In response, Australia has tried to tighten its foreign investment rules in response to Chinese capital inflows. In 2016, the land Down Under even made it illegal for the country’s four major banks to lend to foreign property buyers without domestic incomes. New Zealand went so far as to simply prohibit foreigners from buying property altogether because the demand was driving property prices out of the reach of locals. Canada did something similar, canceling its Canadian Federal Immigrant Investor program because of the huge backlog and bubbly real estate markets in places like Vancouver and Toronto.

Hundreds of Chinese “investors” who had put down deposits or bought homes in Malaysia also found themselves scrambling after new Prime Minister Mahathir Mohamad stated his country would not allow foreigners to buy residential units in a forthcoming $100 billion real estate project, which is being developed by a Chinese firm.

Laura Zhang, who already bought a home in the project told SCMP: “What Mahathir said has definitely had a negative impact on the demand from and aspirations of middle-class investors from China. We feel we are not welcome here and there is growing uncertainty and risk for our long-stay visas and investments.” 

In the United States, the EB-5 investor visa seems to finally have fallen out of favor given how immigration law under President Trump has tightened significantly. Approval for this visa can take up to 10 years and the huge backlog has deterred people from signing up.

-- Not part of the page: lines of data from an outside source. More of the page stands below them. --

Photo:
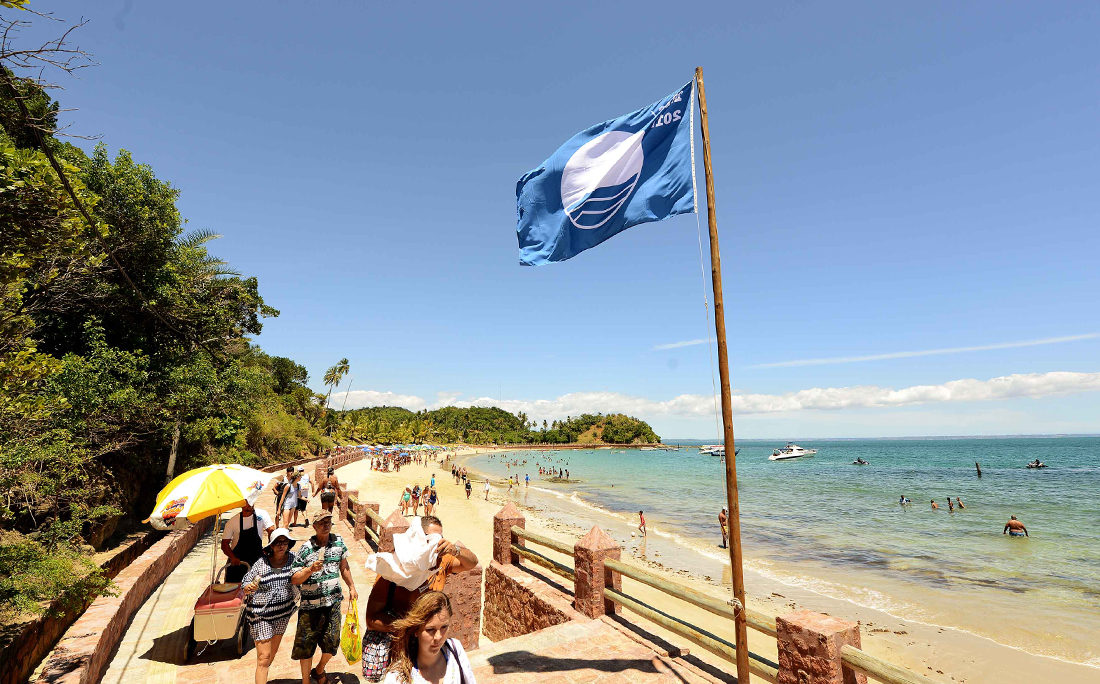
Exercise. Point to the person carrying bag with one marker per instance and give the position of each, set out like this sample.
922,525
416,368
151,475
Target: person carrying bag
351,643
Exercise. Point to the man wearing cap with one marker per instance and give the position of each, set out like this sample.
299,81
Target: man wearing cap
241,541
318,567
330,489
303,495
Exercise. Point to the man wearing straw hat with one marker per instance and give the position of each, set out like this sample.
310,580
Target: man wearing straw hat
241,539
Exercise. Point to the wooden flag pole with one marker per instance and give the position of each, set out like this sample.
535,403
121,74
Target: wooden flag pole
727,401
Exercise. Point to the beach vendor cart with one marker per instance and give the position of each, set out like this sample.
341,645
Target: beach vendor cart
194,496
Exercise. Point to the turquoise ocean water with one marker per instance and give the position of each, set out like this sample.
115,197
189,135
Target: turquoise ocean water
835,528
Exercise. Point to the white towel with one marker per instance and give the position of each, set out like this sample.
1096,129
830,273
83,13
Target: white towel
413,561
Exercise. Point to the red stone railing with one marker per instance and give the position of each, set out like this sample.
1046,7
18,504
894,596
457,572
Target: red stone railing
813,648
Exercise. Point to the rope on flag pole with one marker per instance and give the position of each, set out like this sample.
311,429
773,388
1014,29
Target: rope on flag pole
727,401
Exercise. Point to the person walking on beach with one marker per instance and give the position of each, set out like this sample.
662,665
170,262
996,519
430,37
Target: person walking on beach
388,603
421,651
272,599
304,492
329,489
288,503
318,567
241,541
1014,528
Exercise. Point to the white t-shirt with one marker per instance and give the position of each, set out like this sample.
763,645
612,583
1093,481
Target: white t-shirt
233,527
451,676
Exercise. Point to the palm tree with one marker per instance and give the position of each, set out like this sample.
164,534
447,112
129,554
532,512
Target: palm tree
332,377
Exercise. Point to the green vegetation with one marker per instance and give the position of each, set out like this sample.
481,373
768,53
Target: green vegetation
391,425
124,355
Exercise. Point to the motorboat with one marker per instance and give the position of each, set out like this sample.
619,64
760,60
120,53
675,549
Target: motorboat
719,451
791,451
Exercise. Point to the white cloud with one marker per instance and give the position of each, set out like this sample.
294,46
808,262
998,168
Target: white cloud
363,398
1032,385
679,344
930,352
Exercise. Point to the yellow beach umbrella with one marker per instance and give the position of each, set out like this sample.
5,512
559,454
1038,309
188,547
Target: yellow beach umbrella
205,492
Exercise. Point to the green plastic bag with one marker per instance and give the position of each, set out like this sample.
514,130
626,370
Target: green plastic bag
351,640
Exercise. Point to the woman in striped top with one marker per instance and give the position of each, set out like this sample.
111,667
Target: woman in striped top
272,599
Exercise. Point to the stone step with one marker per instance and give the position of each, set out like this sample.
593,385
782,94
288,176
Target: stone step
538,641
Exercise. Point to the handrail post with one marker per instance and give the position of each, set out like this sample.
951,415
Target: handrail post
503,521
370,520
360,511
396,523
592,575
810,649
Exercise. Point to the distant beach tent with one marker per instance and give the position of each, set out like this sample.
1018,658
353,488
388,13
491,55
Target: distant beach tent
617,174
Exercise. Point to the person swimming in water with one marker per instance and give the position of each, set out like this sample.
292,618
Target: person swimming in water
1014,528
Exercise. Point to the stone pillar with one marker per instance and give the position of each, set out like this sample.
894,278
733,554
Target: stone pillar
348,494
589,555
810,649
360,511
394,525
503,521
465,594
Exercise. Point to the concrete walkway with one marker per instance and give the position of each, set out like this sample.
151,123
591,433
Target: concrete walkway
580,652
152,649
607,651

None of these developments have quenched Chinese citizens’ thirst to move their savings overseas. Raymond Zhang, who lost his nearly $30,000 deposit, concluded by telling the SCMP that even if he cannot get his money back, he still wants to buy property abroad: 

“I’m really worried about the worsening economic situation on the mainland, so that is really my main driver to have another go,” he said.

In light of this pent up capital flight, one wonders how long before enterprising Chinese citizens rediscover cryptos and some novel way of bypassing China’s firewall, and resume buying and sending cryptocurrencies outside the country. As a reminder, it was Chinese citizens that back in late 2015 first catalyzed the next massive move in bitcoin from $230 all the way up to $20,000 – a move which was subsequently joined by Japan and South Korea – before a global coordinated crackdown was required to halt interest in and purchases of cryptocurrencies.